화학공학소재연구정보센터
Macromolecules, Vol.29, No.5, 1540-1547, 1996
Real-Time X-Ray-Diffraction Study on 2-Stage Drawing of Ultra-High-Molecular-Weight Polyethylene Reactor Powder Above the Static Melting Temperature
The polyethylene for the study was ultra-high molecular weight polyethylene (UHMW-PE) reactor powder extrusion drawn to a low draw ratio (DR) of similar to 6 (first-stage draw). The structural change during the second-stage tensile draw of the extrudate has been studied above the static melting point by real-time wide-angle X-ray diffraction (WAXD). Information on the phase structure was also obtained by WAXD as a function of sample DR, temperature (T-d), and applied tensile load and by retractive stress measurements. Upon heating the extrudate with the fixed ends in an X-ray high-temperature chamber, part of the initially orthorhombic crystals transformed into the hexagonal crystalline and amorphous phases at greater than or equal to 150 degrees C, indicating that the retractive stress was not homogeneously distributed within a drawn sample. Such a transformation temperature increased with sample DR. When draw was initiated at a constant T-d of 150-155 degrees C, the chain orientation in both the hexagonal and the amorphous phases rapidly increased, and these phases transformed into the orthorhombic crystals.
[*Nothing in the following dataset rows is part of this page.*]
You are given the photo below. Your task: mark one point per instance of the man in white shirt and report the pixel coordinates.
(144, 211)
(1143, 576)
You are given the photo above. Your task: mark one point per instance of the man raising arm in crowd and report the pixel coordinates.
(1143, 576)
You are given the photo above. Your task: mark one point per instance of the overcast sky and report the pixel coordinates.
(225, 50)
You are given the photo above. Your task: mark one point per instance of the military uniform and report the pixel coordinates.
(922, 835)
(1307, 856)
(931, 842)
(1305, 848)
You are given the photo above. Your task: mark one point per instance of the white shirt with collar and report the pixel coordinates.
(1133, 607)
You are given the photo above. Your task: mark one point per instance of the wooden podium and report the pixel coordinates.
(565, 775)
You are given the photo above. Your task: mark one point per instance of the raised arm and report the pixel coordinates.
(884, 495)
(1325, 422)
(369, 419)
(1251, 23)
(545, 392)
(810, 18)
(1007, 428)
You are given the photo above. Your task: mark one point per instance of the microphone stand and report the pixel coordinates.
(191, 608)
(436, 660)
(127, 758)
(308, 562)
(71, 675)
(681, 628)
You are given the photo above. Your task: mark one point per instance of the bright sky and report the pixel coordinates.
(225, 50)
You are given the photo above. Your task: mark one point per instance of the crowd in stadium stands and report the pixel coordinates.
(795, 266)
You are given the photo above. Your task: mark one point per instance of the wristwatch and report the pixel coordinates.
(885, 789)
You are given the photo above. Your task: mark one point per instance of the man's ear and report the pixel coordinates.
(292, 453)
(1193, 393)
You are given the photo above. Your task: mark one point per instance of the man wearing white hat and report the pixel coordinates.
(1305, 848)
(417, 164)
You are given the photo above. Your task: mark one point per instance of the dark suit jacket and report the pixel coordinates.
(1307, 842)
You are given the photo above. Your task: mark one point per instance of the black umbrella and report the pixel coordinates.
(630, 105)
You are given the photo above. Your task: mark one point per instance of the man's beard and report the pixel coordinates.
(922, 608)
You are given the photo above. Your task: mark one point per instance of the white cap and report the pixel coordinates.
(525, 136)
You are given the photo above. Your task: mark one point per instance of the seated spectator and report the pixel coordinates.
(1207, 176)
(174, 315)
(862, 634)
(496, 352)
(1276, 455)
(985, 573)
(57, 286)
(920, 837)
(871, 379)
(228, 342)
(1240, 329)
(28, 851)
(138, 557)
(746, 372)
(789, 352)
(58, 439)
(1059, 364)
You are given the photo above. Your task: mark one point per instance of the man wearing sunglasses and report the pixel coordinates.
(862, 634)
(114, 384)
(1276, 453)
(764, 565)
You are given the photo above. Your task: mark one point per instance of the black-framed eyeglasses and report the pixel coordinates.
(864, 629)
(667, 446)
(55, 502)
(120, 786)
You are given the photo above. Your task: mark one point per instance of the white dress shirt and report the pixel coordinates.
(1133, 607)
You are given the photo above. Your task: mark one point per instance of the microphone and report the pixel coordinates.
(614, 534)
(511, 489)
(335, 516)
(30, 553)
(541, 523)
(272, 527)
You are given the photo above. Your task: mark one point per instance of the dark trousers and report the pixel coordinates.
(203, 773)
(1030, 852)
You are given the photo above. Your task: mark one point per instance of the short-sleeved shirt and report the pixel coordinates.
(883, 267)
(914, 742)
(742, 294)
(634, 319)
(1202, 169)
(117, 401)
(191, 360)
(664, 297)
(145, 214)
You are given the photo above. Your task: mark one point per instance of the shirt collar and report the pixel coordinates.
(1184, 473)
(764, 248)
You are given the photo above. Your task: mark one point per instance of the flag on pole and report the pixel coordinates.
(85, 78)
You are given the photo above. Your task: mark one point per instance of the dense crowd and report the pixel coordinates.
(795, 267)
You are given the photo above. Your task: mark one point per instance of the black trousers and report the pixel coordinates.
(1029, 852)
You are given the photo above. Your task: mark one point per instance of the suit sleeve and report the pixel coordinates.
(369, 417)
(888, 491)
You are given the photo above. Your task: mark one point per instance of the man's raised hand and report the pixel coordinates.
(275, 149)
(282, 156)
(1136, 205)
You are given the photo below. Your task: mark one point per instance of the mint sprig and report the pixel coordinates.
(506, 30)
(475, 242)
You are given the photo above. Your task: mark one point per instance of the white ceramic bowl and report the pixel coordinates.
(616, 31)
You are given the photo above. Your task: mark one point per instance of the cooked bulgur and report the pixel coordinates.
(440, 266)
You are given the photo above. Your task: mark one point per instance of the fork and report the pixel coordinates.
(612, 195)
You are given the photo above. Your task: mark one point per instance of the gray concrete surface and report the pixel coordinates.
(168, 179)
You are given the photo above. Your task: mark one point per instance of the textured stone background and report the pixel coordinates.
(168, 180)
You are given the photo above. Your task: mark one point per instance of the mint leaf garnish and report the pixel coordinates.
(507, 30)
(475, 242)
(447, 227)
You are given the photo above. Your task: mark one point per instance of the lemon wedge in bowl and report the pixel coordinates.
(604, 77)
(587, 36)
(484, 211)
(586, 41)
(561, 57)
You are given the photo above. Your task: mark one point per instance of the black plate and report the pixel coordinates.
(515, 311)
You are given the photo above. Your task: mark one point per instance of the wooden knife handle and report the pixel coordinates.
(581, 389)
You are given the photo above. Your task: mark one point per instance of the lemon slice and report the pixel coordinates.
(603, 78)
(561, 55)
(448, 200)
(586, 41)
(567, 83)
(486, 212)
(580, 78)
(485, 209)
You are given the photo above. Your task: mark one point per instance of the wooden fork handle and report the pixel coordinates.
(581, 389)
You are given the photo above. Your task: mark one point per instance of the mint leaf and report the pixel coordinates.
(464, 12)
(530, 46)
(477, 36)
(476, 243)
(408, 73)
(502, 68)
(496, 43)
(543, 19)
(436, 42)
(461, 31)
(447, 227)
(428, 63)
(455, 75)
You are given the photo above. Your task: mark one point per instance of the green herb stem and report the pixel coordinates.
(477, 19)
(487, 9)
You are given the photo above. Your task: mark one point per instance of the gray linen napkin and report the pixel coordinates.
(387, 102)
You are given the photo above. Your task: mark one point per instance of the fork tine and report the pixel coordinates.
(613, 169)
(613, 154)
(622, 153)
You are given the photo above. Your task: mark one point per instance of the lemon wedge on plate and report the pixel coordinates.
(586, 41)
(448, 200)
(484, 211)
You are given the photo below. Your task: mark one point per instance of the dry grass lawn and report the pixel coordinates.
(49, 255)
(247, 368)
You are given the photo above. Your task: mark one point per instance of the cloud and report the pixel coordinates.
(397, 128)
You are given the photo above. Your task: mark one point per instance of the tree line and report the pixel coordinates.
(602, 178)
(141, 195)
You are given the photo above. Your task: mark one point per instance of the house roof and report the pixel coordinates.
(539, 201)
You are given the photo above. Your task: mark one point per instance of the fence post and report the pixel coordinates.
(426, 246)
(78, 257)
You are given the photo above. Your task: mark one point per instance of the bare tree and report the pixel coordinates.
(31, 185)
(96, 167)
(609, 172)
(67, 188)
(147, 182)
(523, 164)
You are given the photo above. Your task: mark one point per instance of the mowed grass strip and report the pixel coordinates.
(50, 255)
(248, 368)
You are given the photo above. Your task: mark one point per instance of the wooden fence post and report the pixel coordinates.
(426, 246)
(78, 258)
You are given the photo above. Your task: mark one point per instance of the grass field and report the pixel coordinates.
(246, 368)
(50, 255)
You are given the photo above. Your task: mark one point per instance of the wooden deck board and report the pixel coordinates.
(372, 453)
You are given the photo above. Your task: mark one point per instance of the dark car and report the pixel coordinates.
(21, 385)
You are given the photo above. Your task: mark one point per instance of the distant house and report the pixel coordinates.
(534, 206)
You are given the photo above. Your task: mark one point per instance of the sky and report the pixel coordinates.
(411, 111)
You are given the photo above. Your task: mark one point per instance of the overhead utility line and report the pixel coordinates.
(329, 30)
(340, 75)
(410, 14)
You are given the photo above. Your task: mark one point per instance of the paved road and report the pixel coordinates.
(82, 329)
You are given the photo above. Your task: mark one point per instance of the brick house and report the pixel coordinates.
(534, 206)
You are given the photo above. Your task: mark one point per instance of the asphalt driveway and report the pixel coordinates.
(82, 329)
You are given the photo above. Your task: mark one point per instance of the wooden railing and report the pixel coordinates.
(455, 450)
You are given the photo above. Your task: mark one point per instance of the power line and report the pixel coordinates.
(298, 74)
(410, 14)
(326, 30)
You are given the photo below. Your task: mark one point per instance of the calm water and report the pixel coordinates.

Even when the T-d was raised to 160 degrees C during drawing, the orthorhombic phase was predominant with no significant increase in the amorphous component. These results show that the major deformation proceeded in a highly crystalline state where the orthorhombic crystalline phase was predominant, giving an efficient draw in terms of molecular DR, at least up to 155 degrees C, and reflecting the characteristics of the UHMW-PE reactor powder used in this work. Such deformation behavior in the high-temperature range is markedly different from that previously reported for single-crystal mats and gel and melt-crystallized films of UHMW-PE, which produced poor mechanical properties.